三十六、敗者
地上まで上がった咲苗は医務室で治療を受けた。しかし、消毒液を塗られても全くしみない。咲苗の脳裏にはさきほどの光景が焼き付いていた。
「どうしたの?」
治療をしている薊も、心ここにあらずの咲苗が気になるようだ。
「せっかく拷問の日々から解放されることになったのに、浮かない顔をしてるわね」
剥がされた指の爪が少しだけ新しく生えてきていた。
「髪も爪もまた伸びるわよ」
まるで中学生のようだと咲苗は思う。好きな男の子が他の女の子と抱き合っている姿を目撃してしまう。陳腐なドラマのワンシーンのようだ。
「薊先生はおいくつなんですか?」
「私? 私は三十九よ。今年四十になるけど」
総理大臣の年齢は四十一歳で自分より一つ歳下だと記憶している。初めてテレビで彼女の顔を見たときに咲苗は疑問に思った。この人はなぜ、モデルではなくて政治家になったのだろうかと。
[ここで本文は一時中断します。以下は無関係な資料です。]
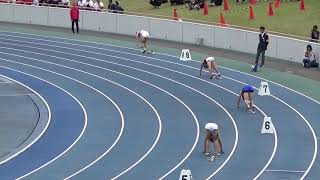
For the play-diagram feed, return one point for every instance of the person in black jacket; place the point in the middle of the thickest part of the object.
(156, 3)
(262, 47)
(315, 34)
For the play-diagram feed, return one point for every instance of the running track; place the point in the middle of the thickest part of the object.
(117, 113)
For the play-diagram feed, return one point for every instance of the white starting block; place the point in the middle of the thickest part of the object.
(185, 55)
(185, 174)
(264, 89)
(267, 126)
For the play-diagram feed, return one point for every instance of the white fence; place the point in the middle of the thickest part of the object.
(214, 36)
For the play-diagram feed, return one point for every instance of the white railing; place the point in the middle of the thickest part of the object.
(285, 48)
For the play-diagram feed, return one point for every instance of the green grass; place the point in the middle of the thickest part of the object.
(287, 19)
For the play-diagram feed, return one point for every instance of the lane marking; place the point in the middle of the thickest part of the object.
(82, 107)
(42, 132)
(4, 95)
(118, 137)
(284, 170)
(159, 132)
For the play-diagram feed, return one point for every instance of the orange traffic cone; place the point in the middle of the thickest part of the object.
(222, 21)
(205, 9)
(277, 3)
(251, 14)
(270, 9)
(225, 5)
(302, 5)
(175, 14)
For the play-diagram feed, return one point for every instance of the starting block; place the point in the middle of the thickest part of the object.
(267, 126)
(264, 89)
(185, 55)
(185, 174)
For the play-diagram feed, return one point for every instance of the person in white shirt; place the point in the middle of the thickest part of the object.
(142, 37)
(213, 136)
(210, 64)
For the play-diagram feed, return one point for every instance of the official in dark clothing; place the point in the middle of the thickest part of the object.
(262, 47)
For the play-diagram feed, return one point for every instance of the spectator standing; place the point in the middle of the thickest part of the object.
(65, 2)
(179, 2)
(315, 34)
(215, 3)
(238, 1)
(262, 47)
(111, 6)
(309, 58)
(119, 9)
(155, 3)
(74, 14)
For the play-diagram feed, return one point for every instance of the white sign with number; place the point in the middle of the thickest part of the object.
(185, 174)
(267, 126)
(185, 55)
(264, 89)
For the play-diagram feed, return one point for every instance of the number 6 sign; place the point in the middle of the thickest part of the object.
(264, 89)
(267, 126)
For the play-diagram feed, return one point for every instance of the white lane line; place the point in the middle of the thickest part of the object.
(190, 67)
(159, 120)
(284, 170)
(82, 107)
(234, 147)
(178, 83)
(28, 94)
(42, 132)
(85, 113)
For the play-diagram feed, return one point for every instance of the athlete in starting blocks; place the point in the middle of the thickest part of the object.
(213, 136)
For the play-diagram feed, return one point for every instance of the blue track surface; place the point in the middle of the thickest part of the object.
(165, 105)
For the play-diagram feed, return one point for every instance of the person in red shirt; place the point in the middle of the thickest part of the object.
(74, 14)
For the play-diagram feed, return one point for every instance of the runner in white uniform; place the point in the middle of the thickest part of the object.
(212, 135)
(142, 38)
(210, 64)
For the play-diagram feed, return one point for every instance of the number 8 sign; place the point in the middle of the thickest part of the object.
(264, 89)
(185, 55)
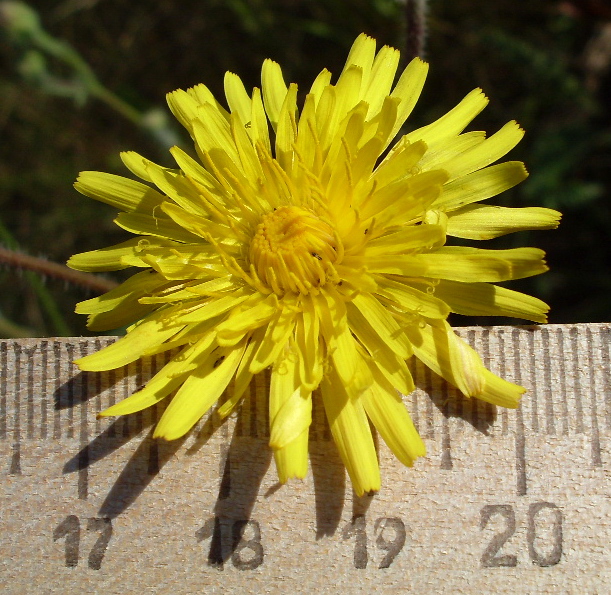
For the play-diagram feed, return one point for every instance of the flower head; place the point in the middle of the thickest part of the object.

勝てない、どう頑張ってもあのプロポーション、美貌、カリスマ性、何一つ勝っていないどころか、髪は抜け、傷だらけ、肌はカサカサの自分が惨めで、咲苗は泣き出した。
「辛かったわね……」
違うの先生。拷問の日々を思い出して泣いているんじゃないの。咲苗は負けた。と思っていた。大切な人の心を掴むことはできない。
すべてが走馬灯のように頭の中を駆け巡る。鷹と過ごした日々、無理やり政略結婚させられて、勇と暮らすようになった家、明日花を産んだ日のこと。咲苗が長い間閉じ込められていた部屋、燃える家、血を流して倒れる自分の夫……。